The geomorphic sensitivity of a river is dependent on three key attributes: the mix of imposed and flux controls that govern the erosion-deposition dynamics occurring at any position in a catchment, system preconditioning that results from legacies of historical capacity for adjustment; and catchment scale sediment (dis)connectivity that controls the expression of geomorphic change in a catchment. This thesis uses these three geomorphic attributes to assess the geomorphic sensitivity of rivers across the case study Richmond River catchment, NSW, Australia. It also provides a package of remote sensing techniques and workflows for assessing geomorphic river sensitivity, that others can adapt and use in their own catchments. 
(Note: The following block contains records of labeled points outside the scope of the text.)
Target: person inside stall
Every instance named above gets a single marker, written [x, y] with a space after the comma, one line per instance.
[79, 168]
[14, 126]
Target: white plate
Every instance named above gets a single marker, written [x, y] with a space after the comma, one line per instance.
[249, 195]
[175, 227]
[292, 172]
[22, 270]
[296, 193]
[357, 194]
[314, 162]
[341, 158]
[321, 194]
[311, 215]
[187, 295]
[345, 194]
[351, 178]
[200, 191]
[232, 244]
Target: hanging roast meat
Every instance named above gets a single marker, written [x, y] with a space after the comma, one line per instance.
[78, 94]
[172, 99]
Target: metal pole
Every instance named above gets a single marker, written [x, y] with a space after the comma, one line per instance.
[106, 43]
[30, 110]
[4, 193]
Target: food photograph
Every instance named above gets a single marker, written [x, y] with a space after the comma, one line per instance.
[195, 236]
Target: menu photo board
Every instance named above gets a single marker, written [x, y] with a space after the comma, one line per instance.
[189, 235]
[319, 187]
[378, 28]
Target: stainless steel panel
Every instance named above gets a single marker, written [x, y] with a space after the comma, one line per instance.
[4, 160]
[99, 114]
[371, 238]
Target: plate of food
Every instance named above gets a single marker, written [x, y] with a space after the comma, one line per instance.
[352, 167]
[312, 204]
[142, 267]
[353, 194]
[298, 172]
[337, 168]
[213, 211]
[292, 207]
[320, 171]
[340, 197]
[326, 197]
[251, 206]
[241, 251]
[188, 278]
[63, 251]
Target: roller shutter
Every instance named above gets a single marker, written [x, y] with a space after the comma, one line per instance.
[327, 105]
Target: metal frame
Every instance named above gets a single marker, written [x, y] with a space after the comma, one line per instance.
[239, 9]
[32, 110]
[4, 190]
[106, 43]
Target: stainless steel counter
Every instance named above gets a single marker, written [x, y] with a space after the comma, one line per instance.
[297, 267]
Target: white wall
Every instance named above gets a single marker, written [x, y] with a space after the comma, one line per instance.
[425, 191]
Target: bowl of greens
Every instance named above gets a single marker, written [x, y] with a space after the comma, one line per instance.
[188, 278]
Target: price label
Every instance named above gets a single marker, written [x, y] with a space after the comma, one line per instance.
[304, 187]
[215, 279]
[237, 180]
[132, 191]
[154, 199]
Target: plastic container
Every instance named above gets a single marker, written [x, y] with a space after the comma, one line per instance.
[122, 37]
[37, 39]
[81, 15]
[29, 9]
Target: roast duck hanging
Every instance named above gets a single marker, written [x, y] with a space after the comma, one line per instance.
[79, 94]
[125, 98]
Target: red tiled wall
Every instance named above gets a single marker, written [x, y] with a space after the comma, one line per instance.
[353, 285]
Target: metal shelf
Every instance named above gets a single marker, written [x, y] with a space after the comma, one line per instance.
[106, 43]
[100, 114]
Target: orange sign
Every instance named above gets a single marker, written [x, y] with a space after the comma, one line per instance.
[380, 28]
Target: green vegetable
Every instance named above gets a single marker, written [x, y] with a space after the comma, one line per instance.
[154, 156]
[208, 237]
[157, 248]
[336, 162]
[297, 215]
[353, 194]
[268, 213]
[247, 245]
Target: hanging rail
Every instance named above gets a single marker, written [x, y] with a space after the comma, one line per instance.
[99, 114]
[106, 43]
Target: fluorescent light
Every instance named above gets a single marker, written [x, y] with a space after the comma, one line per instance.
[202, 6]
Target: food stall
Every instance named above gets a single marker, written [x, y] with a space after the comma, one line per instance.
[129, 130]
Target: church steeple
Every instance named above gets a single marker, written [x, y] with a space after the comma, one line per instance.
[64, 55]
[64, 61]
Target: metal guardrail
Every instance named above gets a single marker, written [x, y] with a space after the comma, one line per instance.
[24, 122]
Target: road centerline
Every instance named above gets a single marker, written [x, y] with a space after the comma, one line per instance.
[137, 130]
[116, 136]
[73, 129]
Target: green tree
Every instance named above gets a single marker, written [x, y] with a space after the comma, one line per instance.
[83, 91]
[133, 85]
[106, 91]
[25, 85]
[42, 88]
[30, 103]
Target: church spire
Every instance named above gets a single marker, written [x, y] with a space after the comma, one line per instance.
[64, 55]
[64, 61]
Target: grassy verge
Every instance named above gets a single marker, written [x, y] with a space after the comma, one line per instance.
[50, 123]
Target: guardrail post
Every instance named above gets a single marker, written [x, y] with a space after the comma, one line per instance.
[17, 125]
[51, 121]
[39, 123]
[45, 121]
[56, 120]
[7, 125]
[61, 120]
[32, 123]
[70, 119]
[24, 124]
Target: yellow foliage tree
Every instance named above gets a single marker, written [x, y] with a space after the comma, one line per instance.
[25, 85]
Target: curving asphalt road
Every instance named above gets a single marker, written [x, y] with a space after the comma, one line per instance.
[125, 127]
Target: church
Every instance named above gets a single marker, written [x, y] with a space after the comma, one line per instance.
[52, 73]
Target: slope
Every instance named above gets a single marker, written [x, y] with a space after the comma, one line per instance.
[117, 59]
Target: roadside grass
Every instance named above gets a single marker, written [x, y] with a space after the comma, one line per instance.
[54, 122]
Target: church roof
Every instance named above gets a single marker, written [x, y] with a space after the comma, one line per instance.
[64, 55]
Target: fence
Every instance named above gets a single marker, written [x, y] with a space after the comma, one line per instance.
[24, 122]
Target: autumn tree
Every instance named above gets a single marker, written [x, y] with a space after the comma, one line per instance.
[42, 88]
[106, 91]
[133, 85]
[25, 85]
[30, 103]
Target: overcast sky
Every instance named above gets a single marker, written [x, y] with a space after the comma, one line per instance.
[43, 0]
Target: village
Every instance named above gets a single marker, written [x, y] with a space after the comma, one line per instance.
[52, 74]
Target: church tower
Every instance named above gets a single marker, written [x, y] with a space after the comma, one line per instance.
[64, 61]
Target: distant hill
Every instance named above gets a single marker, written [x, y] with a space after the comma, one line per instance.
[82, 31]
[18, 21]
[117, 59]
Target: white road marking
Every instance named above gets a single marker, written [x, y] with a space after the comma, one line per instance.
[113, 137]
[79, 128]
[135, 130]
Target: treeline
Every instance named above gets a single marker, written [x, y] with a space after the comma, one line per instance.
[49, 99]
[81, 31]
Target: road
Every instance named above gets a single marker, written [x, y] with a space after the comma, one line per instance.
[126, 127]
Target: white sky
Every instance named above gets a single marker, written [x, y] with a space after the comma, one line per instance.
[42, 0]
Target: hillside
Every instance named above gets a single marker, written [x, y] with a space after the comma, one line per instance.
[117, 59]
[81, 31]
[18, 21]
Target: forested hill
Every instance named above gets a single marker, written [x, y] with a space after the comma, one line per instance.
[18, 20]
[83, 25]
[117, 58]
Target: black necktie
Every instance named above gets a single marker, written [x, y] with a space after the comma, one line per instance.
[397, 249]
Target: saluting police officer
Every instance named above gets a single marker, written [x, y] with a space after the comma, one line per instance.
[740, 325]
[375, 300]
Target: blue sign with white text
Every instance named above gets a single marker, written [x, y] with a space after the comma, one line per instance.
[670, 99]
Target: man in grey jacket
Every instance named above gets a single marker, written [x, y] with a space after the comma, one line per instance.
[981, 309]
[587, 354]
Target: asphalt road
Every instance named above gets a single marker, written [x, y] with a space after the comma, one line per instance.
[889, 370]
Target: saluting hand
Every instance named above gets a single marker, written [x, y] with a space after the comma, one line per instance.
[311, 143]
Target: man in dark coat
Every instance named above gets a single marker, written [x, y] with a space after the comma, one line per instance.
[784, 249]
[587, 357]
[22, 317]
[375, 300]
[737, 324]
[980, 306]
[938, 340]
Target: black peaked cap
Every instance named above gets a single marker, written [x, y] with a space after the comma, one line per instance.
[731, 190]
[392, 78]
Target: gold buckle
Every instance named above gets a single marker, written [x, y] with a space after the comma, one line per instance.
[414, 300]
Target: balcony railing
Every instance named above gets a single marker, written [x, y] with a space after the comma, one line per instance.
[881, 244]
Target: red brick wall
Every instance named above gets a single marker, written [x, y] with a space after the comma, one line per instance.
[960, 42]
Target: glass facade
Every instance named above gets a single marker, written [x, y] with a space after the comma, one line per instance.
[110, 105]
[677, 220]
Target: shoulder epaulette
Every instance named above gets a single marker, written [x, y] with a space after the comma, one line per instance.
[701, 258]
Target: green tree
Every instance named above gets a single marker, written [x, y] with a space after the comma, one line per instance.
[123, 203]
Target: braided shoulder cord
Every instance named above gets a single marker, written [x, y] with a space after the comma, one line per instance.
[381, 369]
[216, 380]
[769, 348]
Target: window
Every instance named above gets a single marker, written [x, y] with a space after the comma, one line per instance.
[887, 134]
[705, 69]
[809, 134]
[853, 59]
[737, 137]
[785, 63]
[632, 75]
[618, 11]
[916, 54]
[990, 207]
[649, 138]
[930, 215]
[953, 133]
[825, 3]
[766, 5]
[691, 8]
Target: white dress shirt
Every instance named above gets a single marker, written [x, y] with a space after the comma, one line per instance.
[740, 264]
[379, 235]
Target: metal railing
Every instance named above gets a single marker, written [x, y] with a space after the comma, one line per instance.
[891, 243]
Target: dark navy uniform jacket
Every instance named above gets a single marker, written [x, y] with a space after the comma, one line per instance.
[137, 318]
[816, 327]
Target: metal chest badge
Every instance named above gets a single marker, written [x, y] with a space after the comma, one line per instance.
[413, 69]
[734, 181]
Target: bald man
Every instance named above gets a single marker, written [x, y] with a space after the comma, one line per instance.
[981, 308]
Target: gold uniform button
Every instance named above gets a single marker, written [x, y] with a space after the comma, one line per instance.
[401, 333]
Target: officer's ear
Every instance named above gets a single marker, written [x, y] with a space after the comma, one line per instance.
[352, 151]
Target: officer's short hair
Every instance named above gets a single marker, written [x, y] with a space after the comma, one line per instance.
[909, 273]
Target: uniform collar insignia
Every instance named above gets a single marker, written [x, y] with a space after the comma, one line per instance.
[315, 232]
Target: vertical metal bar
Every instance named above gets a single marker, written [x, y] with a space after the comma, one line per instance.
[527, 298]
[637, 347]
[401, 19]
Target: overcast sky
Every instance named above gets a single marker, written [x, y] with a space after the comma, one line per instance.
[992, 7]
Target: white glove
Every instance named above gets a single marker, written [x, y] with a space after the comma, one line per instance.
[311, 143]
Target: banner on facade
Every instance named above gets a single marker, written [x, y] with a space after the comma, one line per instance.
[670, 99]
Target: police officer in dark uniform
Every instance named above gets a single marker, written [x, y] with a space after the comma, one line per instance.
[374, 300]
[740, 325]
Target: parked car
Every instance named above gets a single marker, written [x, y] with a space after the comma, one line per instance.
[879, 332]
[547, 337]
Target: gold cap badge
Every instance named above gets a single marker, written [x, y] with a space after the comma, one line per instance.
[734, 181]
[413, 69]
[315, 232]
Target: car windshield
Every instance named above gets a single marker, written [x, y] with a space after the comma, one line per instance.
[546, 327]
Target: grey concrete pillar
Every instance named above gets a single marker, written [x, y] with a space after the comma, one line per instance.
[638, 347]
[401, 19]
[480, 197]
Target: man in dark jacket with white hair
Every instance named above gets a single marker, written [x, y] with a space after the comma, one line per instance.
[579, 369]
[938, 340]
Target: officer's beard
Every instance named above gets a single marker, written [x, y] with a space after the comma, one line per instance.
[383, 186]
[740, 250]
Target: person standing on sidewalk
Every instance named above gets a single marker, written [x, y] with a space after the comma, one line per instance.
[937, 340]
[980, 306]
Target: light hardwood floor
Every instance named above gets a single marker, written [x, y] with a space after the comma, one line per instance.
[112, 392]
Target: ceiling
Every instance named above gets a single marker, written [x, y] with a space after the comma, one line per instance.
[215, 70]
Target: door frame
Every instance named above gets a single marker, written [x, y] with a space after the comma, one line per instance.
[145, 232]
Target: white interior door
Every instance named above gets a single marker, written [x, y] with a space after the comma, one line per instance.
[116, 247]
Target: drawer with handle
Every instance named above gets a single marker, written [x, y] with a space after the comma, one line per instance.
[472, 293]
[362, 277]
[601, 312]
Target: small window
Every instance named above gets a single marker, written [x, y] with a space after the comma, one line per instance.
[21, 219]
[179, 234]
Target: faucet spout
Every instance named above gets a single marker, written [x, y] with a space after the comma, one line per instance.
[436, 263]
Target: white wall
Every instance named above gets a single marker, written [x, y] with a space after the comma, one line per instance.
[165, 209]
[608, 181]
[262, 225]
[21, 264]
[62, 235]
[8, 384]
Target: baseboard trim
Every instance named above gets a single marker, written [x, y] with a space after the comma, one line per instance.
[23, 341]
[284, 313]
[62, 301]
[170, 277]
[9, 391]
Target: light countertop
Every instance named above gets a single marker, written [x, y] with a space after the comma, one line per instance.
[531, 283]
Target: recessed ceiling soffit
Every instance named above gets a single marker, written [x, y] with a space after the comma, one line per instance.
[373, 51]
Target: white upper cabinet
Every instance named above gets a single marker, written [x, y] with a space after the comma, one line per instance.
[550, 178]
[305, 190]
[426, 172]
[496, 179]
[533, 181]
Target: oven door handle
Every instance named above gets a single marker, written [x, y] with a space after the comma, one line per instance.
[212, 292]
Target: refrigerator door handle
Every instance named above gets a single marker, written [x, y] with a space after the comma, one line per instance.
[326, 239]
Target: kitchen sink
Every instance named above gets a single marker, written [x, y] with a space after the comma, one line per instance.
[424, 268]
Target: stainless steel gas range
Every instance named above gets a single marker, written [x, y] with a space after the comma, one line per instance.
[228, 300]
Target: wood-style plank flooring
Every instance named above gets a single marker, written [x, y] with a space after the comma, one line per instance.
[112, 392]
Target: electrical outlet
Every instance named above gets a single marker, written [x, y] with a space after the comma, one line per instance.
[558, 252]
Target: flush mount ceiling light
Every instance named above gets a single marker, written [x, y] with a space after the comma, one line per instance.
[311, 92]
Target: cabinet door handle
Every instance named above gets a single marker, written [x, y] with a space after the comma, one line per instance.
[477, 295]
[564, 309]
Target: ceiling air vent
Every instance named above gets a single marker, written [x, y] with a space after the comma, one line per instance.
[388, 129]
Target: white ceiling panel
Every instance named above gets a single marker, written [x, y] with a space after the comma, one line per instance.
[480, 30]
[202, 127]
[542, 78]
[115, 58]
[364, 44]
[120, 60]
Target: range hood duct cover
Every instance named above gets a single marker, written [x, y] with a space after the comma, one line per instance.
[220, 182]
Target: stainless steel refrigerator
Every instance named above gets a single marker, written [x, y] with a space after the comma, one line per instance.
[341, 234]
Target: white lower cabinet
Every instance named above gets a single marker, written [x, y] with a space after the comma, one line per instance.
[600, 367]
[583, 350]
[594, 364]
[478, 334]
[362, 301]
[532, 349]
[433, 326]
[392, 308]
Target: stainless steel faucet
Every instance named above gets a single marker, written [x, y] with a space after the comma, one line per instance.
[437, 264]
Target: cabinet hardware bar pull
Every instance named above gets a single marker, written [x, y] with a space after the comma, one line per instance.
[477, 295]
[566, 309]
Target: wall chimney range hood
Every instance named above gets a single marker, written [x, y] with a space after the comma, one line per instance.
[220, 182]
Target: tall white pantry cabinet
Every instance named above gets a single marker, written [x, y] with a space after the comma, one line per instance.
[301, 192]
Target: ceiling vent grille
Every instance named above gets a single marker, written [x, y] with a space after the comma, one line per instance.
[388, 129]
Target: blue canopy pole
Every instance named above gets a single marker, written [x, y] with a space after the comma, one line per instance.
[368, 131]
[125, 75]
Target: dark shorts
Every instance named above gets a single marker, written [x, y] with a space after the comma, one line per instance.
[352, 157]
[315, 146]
In this digital era of publically available catchment wide datasets, access to high computational power and semi-automation, it is now possible to quantify the geomorphic attributes of a landscape and assess trends and patterns with a high level of confidence. In order to quantitatively assess the pattern and gradient of geomorphic river sensitivity across an entire catchment, along with field investigation, this research harnesses the information embedded within Digital Elevation Models and historical planform records. The work on geomorphic controls uses readily available remote sensing datasets to assess the mix of imposed and flux controls operating on different river types along longitudinal profiles. Univariate and bivariate statistics is used to assess relationships between controls, and the envelopes and gradient of controls that explain the variability and pattern of river types in a catchment. The research on historical capacity for adjustment tracks the geomorphic adjustment across the Richmond catchment since European colonisation and provides an approach to categorise the geomorphic sensitivity of rivers across a catchment. A method for assessing whether rivers are geomorphically Fragile, Active Sensitive, Passive Sensitive, Insensitive and Resistant is presented. The research on sediment (dis)connectivity assesses the role of system (de)coupling on network scale sediment flux to identify hostspots of channel adjustment. This thesis integrates this research on geomorphic controls, historical adjustment and sediment connectivity to assess the contemporary and future sensitivity of rivers in the Richmond catchment. In addition to this, technical papers and chapters provide novel GIS workflows for rapidly, semi-automating assessment of geomorphic attributes across a catchment using publically available datasets. Workflows have been built for the semi-automation of valley segment mapping across a catchment, and the semi-automation of quantification of imposed and flux controls across a catchment.